Was the resort pretty nice overall? I know the pool is small. My room is on the 4'th floor, and the resort said that the 4th floor units all have new furniture. Like I said I bought it sight unseen because it seems like what I really like. I like a resort with a great location and a great view, everything else (while important ) is secondary. I will  gladly take an older (but nicely maintained) resort over a newer mega resort with people crawling all over each other fighting for chairs by the pool and on the beach. I also would much rather spend a week in am ocean front silver crown unit with a balcony overlooking the turquoise waters than stay in a gold crown resort with a view of the parking lot. I appreciate your description of the Belair because it makes me feel good about next years vacation there. I don't mind fighting the traffic and crowds while sightseeing during the day as long as I can get  some peace and quiet at my resort


----------



## Cathyb (Feb 28, 2008)

tombo: It sounds like a perfect match for you.  As for Wi-fi, I think the Divi next door has that capability but I did not see anyone with their computers at Belair.  We were in Unit 418 and it did show renovation results. The rattan furniture had bright and cheery flower prints.  Some of the unit's features still show the age like in the second bathroom and parts of the kitchen; but nothing that was offensive.  

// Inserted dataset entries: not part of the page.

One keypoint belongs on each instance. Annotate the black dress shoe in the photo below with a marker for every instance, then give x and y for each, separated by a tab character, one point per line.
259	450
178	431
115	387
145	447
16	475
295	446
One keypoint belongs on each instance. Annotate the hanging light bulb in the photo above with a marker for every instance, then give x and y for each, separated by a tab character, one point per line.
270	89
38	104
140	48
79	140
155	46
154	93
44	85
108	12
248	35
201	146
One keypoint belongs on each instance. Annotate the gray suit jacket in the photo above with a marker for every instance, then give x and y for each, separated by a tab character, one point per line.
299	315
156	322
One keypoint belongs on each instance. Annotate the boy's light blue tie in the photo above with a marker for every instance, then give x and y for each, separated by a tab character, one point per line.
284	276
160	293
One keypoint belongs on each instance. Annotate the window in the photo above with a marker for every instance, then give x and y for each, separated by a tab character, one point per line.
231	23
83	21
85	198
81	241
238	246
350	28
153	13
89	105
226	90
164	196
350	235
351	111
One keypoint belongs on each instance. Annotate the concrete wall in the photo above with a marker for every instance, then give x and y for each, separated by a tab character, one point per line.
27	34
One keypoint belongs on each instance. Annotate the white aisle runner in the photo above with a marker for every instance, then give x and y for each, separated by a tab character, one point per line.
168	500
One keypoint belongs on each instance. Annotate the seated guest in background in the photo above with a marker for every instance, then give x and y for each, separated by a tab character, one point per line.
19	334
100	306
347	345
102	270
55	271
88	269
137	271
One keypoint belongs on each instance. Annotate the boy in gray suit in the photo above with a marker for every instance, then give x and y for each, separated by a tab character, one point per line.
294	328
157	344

One disadvantage at Belair is the cost of local calls -- $.50 per minute!  We ended up renting (at their front desk) a cellphone for emergencies and calling home.  It was around $50 for the week which included about 45 minutes where we could call California.  It was worth the money for us to have that.  The guy came to our unit with paperwork and when we left, we gave the phone to the Front Desk. We used it to confirm airplane schedules and return of car rental.


----------